A multi-functional fixed-point multiplication and multiply-accumulate operation method adopts a multi-functional fixed-point multiplication and multiply-accumulate operation device as described above, including multiply-accumulate operation and multiply operation;
for multiply-accumulate operations, the following process is included:
(1) According to four multiplication accumulation types of signed multiplication accumulation, signed multiplication accumulation subtraction, unsigned multiplication accumulation and unsigned multiplication accumulation subtraction, carrying out symbol expansion pretreatment on an n-bit multiplicand and an n-bit multiplier transmitted by an instruction decoding and data distribution module through an n-bit multiplication accumulation symbol expansion pretreatment module, carrying out symbol expansion pretreatment on signed numbers, carrying out zero expansion pretreatment on unsigned numbers as positive numbers, expanding the multiplicand to (n+1) bits, expanding the multiplier to (n+2) bits, if the multiplication accumulation subtraction operation is carried out, carrying out pretreatment on m-bit accumulation numbers, and setting the carry input of a Wallace tree compression circuit to be 1;
(2) The n-bit multiply-accumulate Bush coding module performs Bush coding on the preprocessed multiplicand, wherein the unsigned multiplicand defaults to a positive number; the n-bit multiply-accumulate Bush decoding module performs Bush decoding on the preprocessed multiplier according to a Bush coding table, and combines the Bush coding result to obtain a plurality of partial products;
(3) A plurality of partial products are distributed through a partial product digital distribution module and are input into a multiplexing 2 n-bit multiplication and n-bit double-multiplication accumulation Wallace tree module with m-bit overflow protection processing, the Wallace tree module is formed by a full adder and a half adder, the full adder and the half adder at different weight positions of each stage of Wallace tree compression circuit are alternately used to reduce the number of the partial products, and two partial product compression results are obtained through the operation processing of a plurality of stages of Wallace tree compression circuits;
(4) Finally, inputting the two operands obtained by compression of the Wallace tree compression circuit into two m-bit carry-ahead adder modules to obtain m-bit multiply-accumulate result output;
for multiplication operations, the following procedure is included:
(1) According to three 2n bit multiplication types of signed number multiplied by signed number, unsigned number multiplied by unsigned number and signed number multiplied by unsigned number, 2n bit multiplicand and 2n bit multiplier transmitted by instruction decoding and data distribution module are subjected to symbol expansion pretreatment by 2n bit multiplication symbol expansion pretreatment module, signed number is subjected to symbol expansion pretreatment, unsigned number is used as positive number to be subjected to zero expansion pretreatment, multiplicand is expanded to (2n+1) bit, and multiplier is expanded to (2n+2) bit;
(2) The 2 n-bit multiplication Bush coding module carries out Bush coding on the preprocessed multiplicand to obtain a Bush coding result of { -2, -1,0,1,2} multiple of the multiplicand, wherein the unsigned multiplicand defaults to a positive number; the 2 n-bit multiplication Bush decoding module carries out Bush decoding on the preprocessed multiplier according to a Bush coding table, and (n+1) partial products are obtained by combining the Bush coding results;
(3) The (n+1) partial products are distributed through a partial product digital distribution module and are input into a multiplexing 2 n-bit multiplication and n-bit double-multiply accumulation Wallace tree module with m-bit overflow protection processing, the Wallace tree module is formed by a full adder and a half adder, the full adder and the half adder at different weight positions of each stage of Wallace tree compression circuit are alternately used to reduce the number of the partial products, and two partial product compression results are obtained through the operation processing of a plurality of stages of Wallace tree compression circuits;
(4) And finally, inputting the two operands obtained by compression of the Wallace tree compression circuit into a 2 n-bit carry-ahead adder module to obtain a 2 n-bit multiplication result and outputting the result.

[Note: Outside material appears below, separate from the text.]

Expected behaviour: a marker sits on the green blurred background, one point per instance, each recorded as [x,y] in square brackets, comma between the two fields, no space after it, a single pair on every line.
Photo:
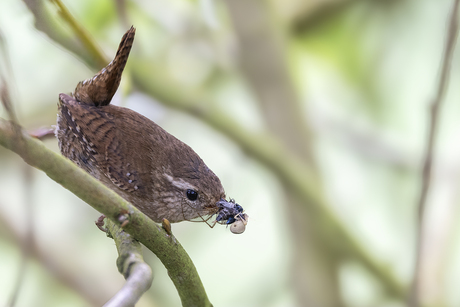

Through the technical scheme, the multifunctional fixed-point multiplication and multiply-accumulate operation device and method provided by the invention have the following beneficial effects:
1. the device of the invention can realize three multiplication operation types of signed multiplication, unsigned multiplication, signed unsigned multiplication and the like of 2 n-bit fixed point data and four multiplication operation types of signed multiplication accumulation, signed multiplication accumulation subtraction, unsigned multiplication accumulation subtraction and the like of n-bit fixed point data with m-bit overflow protection processing.
2. The device of the invention realizes that a basic 2 n-bit multiplication Wallace compression tree logic can be completely multiplexed on Wallace compression circuits of two multiplication accumulators, greatly saves transistor resources, reduces area and power consumption, and only increases basic data gating and carry cutting logic with little influence on the length of a time path.
3. The time sequence path delay of the device is only equivalent to the time sequence path of 2 n-bit multiplication, can meet the requirement of the clock cycle length of the high-performance processor, and meets the requirements of small chip design area, low power consumption and excellent time sequence path.
4. The invention considers the design requirement of overflow protection processing, has m-bit overflow protection processing, is very suitable for being applied to embedded scenes with higher requirements on power consumption, area and frequency, and meets the requirements of digital signal processing and other application scenes on multiply-accumulate operation overflow protection processing.
Drawings
In order to more clearly illustrate the embodiments of the present invention or the technical solutions in the prior art, the drawings used in the description of the embodiments or the prior art will be briefly described below.
Fig. 1 is a schematic diagram of a multi-functional fixed-point multiply and multiply-accumulate computing device disclosed in the prior art.
Fig. 2 is a schematic diagram of a multi-functional fixed-point multiply and multiply-accumulate computing device according to an embodiment of the present invention.
FIG. 3 is a partial product Wallace tree compressed lattice diagram of the prior art; (a) is a partial product Wallace tree compression bitmap of a multiplication accumulator I, (b) is a partial product Wallace tree compression bitmap of a multiplication accumulator II, and (c) is 9 partial product Wallace tree compression bitmap of a 16-bit multiplication.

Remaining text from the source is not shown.